Book Lone Star Blue and Gray

    Book Details:
  • Author : Ralph A. Wooster
  • Publisher : Texas State Historical Assn
  • Release : 1995
  • ISBN :
  • Pages : 392 pages

Download or read book Lone Star Blue and Gray written by Ralph A. Wooster and published by Texas State Historical Assn. This book was released on 1995 with total page 392 pages. Available in PDF, EPUB and Kindle. Book excerpt: A collection of sixteen essays from the Southwestern Historical Quarterly and other leading scholarly journals. These essays contain some of the most important aspects of the Civil War as experienced in the Lone Star State.

Book The Whole Story

Download or read book The Whole Story written by John E. Simkin and published by K. G. Saur. This book was released on 1996 with total page 1228 pages. Available in PDF, EPUB and Kindle. Book excerpt: This work is the only comprehensive guide to sequels in English, with over 84,000 works by 12,500 authors in 17,000 sequences.

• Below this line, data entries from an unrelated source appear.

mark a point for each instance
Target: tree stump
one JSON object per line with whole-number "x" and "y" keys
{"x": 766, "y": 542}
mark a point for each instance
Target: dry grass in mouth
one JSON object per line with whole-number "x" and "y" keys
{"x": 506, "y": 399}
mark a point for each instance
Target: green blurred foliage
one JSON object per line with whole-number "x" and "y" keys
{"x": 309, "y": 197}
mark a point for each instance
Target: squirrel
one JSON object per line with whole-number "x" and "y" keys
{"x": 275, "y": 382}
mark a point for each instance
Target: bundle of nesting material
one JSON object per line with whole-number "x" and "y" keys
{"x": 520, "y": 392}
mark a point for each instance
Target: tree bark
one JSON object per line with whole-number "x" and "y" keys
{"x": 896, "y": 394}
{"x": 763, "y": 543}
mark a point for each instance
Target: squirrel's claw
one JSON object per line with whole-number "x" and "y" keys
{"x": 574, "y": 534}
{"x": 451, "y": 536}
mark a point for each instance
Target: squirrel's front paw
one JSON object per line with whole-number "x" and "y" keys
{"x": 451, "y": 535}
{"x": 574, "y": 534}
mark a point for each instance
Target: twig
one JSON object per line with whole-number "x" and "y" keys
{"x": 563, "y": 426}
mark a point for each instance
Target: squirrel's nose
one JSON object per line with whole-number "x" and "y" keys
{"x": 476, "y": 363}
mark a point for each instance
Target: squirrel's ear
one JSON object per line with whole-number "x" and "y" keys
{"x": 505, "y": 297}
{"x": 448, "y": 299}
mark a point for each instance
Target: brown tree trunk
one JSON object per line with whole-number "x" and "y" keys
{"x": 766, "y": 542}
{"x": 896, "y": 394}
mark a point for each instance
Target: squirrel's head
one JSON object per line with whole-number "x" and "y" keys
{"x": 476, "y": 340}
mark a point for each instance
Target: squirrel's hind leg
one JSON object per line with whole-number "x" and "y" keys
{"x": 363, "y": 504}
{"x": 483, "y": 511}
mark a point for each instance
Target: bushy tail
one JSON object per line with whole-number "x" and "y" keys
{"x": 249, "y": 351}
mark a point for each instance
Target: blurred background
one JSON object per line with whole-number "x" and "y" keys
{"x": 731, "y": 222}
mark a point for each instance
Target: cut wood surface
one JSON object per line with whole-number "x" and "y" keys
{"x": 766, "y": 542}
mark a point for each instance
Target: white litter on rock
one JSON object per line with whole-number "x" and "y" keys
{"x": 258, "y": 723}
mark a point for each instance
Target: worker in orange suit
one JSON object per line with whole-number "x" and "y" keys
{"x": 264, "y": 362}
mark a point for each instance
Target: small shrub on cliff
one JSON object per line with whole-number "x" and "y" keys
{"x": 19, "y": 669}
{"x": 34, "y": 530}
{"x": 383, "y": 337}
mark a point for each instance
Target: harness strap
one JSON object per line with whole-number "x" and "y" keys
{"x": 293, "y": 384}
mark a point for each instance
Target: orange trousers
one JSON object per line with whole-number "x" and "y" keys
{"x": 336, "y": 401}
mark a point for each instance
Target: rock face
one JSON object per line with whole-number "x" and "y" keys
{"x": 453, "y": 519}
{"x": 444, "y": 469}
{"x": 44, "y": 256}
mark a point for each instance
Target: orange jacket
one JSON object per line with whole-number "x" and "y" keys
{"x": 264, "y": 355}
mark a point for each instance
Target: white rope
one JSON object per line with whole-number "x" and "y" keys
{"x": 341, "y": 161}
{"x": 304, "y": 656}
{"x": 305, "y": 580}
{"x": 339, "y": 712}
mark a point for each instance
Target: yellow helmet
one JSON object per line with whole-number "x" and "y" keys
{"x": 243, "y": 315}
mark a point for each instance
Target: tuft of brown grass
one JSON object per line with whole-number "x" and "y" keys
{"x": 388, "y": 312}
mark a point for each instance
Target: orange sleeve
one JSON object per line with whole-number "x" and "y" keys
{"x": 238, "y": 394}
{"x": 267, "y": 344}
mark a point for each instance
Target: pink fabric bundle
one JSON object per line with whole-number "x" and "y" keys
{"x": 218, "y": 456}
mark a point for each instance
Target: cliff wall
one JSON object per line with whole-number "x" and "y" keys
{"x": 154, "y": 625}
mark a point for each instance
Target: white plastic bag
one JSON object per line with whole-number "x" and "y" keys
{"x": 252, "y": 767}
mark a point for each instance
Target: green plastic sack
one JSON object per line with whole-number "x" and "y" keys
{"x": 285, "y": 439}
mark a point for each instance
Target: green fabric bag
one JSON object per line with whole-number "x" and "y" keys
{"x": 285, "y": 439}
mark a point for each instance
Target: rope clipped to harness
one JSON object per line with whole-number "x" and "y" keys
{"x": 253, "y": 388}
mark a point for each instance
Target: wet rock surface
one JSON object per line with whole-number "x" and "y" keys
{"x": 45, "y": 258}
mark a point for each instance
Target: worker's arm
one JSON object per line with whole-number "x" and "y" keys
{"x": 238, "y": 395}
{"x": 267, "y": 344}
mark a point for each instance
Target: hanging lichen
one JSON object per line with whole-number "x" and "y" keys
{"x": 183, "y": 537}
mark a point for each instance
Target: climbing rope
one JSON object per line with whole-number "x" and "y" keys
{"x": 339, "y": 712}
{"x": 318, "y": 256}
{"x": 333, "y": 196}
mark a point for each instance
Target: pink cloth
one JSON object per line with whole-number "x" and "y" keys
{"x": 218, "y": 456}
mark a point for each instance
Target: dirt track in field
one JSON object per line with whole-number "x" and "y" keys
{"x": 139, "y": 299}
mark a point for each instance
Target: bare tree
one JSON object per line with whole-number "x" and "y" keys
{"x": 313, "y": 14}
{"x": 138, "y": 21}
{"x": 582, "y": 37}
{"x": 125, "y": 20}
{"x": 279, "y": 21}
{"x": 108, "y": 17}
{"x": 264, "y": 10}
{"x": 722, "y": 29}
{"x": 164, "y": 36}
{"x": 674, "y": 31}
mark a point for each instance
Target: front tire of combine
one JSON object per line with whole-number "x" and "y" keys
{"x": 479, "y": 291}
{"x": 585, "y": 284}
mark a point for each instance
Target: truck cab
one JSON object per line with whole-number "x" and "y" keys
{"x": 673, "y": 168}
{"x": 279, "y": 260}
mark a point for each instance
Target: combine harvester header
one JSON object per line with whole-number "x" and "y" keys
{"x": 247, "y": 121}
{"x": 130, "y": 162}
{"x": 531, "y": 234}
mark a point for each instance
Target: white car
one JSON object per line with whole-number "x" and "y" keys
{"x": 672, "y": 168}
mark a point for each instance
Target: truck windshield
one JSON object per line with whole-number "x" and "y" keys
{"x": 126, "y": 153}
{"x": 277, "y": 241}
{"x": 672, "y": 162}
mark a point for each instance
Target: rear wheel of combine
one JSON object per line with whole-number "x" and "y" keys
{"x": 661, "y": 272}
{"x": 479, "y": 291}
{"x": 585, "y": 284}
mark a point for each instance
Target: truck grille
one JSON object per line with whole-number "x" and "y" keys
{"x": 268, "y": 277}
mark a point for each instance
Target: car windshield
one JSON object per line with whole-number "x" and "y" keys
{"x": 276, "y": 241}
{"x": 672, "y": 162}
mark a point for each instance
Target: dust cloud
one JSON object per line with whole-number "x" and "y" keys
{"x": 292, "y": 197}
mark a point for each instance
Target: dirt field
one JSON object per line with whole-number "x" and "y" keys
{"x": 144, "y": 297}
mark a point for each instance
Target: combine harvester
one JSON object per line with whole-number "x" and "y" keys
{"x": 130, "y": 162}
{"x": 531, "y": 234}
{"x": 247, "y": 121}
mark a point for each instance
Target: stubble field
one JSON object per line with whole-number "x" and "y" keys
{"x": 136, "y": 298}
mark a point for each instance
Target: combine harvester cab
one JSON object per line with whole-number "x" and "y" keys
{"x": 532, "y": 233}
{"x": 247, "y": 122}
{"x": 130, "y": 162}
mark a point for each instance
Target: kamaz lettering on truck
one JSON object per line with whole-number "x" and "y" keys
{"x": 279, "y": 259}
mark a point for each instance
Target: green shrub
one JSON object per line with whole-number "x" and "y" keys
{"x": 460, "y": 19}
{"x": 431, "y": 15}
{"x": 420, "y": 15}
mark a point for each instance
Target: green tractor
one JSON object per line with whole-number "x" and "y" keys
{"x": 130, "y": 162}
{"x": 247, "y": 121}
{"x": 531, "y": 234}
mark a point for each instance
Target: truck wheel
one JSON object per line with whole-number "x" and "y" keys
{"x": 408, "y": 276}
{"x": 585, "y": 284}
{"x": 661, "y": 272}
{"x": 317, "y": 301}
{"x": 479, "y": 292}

Book Panhandle Plains Historical Review

Download or read book Panhandle Plains Historical Review written by and published by . This book was released on 1976 with total page 252 pages. Available in PDF, EPUB and Kindle. Book excerpt:

Book Books in Print

Download or read book Books in Print written by and published by . This book was released on 1991 with total page 2432 pages. Available in PDF, EPUB and Kindle. Book excerpt:

Book Jock Mahoney

    Book Details:
  • Author : Gene Freese
  • Publisher : McFarland
  • Release : 2013-10-31
  • ISBN : 0786476893
  • Pages : 223 pages

Download or read book Jock Mahoney written by Gene Freese and published by McFarland. This book was released on 2013-10-31 with total page 223 pages. Available in PDF, EPUB and Kindle. Book excerpt: Iowa-born Jock Mahoney was an elite athlete and U.S. Marines fighter pilot prior to falling into a film career. He is widely considered to be one of the greatest stuntmen in movie history, having taken leaps and bounds for Errol Flynn, John Wayne, Randolph Scott, and Gregory Peck. One of the first stuntmen to successfully move into acting, he was the popular star of the 1950s television westerns Range Rider and Yancy Derringer and twice played Tarzan on the big screen, presenting a memorable portrayal of an educated, articulate and mature jungle lord true to author Edgar Rice Burroughs' original vision. Filming in real jungles around the world took a physical toll on Mahoney that transformed him from leading man to burly character actor. He had to overcome the effects of a stroke but true to his tough guy nature rose above it to resume his life's many adventures. Mahoney was beloved by fans at conventions and appearances until his untimely demise in 1989 from a stroke-caused motor vehicle accident.